Over the years, grandchildren, would prompt my grandmother for recipes, but they all lacked the essence of what made them hers. She issued one recipe for biscuits, without including flour (her impatience wasn’t limited to teaching, apparently it included written directions as well). She advised another on her wedding day, it was essential to keep three quarts of frozen chicken stock on hand at all times, but neglected to mention why. On her fifth anniversary, the niece asked, “what am I supposed to with that chicken stock, anyway?”

Two generations of impatient women, who don’t have the time nor inclination to explain the nuances of tedious tasks. We take for granted we learned theses things the hard way, and consider you are a bright enough spark to do the same for yourself. I doubt I ever learn to make biscuits.

Proper Responses

I thought the days of scraped knees and blue shins were behind me, like the childhood days of creating a homemade slip-n-slide out of a plastic drop cloth and using dishwashing detergent as a lubricant.
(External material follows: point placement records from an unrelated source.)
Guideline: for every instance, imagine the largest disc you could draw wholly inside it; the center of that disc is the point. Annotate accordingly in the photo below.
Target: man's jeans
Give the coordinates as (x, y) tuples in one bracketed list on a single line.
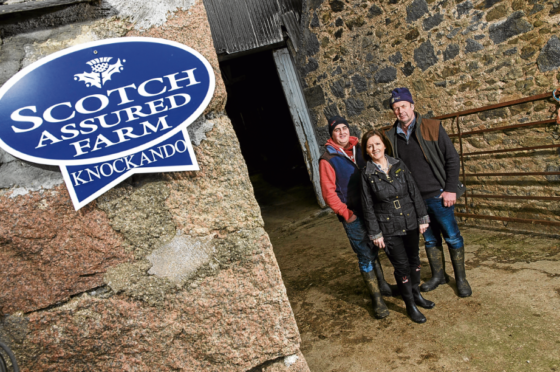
[(442, 222), (362, 246)]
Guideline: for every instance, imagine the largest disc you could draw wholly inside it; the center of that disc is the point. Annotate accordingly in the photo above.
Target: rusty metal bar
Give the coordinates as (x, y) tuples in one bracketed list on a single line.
[(498, 105), (511, 150), (507, 127), (514, 174), (508, 219), (516, 197), (462, 161)]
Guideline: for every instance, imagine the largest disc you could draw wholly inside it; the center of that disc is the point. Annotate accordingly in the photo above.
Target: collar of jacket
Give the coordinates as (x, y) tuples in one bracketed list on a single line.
[(372, 168)]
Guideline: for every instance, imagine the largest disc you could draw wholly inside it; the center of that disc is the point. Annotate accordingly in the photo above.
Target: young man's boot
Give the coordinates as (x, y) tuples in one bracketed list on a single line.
[(458, 261), (406, 292), (380, 309), (418, 299), (437, 264), (385, 288)]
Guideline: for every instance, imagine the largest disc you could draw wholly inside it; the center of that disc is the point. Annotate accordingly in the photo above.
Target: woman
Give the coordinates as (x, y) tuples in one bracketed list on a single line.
[(395, 215)]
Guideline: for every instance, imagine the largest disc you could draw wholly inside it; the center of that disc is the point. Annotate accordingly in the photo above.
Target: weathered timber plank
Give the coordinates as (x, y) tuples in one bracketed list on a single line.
[(34, 5)]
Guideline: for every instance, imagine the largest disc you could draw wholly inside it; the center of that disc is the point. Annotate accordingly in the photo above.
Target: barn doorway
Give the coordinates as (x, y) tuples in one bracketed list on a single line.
[(262, 121)]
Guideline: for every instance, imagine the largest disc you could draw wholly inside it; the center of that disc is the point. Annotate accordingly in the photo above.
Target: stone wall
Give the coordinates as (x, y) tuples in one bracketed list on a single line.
[(454, 55), (164, 272)]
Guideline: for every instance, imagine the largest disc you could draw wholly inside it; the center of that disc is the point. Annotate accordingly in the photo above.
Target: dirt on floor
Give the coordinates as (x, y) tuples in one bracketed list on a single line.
[(511, 322)]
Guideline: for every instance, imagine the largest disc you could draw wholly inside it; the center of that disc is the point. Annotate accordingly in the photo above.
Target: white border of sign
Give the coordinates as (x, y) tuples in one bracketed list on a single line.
[(61, 53), (175, 168)]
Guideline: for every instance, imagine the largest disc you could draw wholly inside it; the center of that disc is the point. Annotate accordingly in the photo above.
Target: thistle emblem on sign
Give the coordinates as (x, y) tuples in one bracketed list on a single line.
[(101, 71)]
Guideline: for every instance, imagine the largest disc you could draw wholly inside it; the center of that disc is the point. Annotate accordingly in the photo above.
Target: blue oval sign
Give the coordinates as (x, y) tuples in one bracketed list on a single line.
[(104, 100)]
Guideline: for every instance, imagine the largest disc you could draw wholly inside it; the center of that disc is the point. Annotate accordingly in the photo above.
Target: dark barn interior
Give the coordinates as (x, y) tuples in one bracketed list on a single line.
[(261, 118)]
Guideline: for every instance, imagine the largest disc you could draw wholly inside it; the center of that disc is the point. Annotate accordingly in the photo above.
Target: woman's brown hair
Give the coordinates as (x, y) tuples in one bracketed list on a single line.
[(368, 135)]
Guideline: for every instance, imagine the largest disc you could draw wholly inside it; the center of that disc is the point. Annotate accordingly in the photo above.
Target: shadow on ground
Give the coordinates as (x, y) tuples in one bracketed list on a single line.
[(511, 323)]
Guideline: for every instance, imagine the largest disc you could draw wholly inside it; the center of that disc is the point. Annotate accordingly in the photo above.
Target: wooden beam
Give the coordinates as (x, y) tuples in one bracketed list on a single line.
[(34, 5)]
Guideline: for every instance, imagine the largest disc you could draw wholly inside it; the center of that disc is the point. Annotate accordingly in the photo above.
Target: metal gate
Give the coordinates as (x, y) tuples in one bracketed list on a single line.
[(464, 155)]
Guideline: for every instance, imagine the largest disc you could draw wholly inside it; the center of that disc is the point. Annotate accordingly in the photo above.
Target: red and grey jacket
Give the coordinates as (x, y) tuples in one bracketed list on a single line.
[(340, 178)]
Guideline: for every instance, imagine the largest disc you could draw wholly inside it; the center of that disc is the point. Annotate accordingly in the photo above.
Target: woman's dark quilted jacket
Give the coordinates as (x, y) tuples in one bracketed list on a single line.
[(392, 203)]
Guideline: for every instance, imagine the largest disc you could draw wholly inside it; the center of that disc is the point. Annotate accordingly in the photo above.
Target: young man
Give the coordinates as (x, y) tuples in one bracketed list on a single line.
[(427, 151), (340, 170)]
That was the last scraped knee, or was a small gash,I recall having. Maybe childishness never really evaporates, we just grow too uptight to appreciate the joy and begin dismissing it in the name of sophistication. I still adhere to some juvenile traits, like sulking. Mature, huh?

We finished the paver path and the end result feels anticlimactic. Nine months of various stages of planning, designing, compromising and redesigning, unadulterated laziness, deliveries, procrastination, begging and pleading. Completion should be a means to an end, but it falls short. Not of expectations exactly, but something like it…I can’t claim disappoint sans expectations, because how can you be disappointed if you don’t anticipate a minimal return on planning.

I’m displeased all the effort didn’t yield some pinnacle of greatness, or golden idol of suburban idealism. Nope. None of those things. Just a fucking path from the parking pad to the front door.

The neighbors have been complimentary, even generous, with their praise, though I can’t help but wonder are the praising the path itself, or the fact that it only took six months to move three palettes of concrete bricks out of the front yard. All I see are the shortcomings, the squandered preparations, and the micromanaging I’ve endured for the past four days. The slowly executed task transformed into a high priority project because the weather was sucky for execution there was a piece of equipment with an expensive rental contract (tick, tick, tick tick). The results feel paltry compared to the effort, but the neighbors aren’t concerned with such trivial details like my sanity, so the proper response is, thank you, rather than voicing that all inclusive, but…

The path should be enough, but I allowed all sense of accomplishment to be tainted by the journey. I thought if I were patient enough, anticipated enough, and knew enough about the idiosyncrasies about the project foreman, I could rise to the occasion, and be a better partner, but in the end, I just wanted wanted to chew off my own leg to escape, all over micromanaging to the hundredth decimal point. In spite of extensive planning, you can’t adequately expect to influence the basic nature of others. If they are accustomed to solving problems in specific ways, you’re unlikely to influence a change. We are who we are, and we don’t change unless we choose to.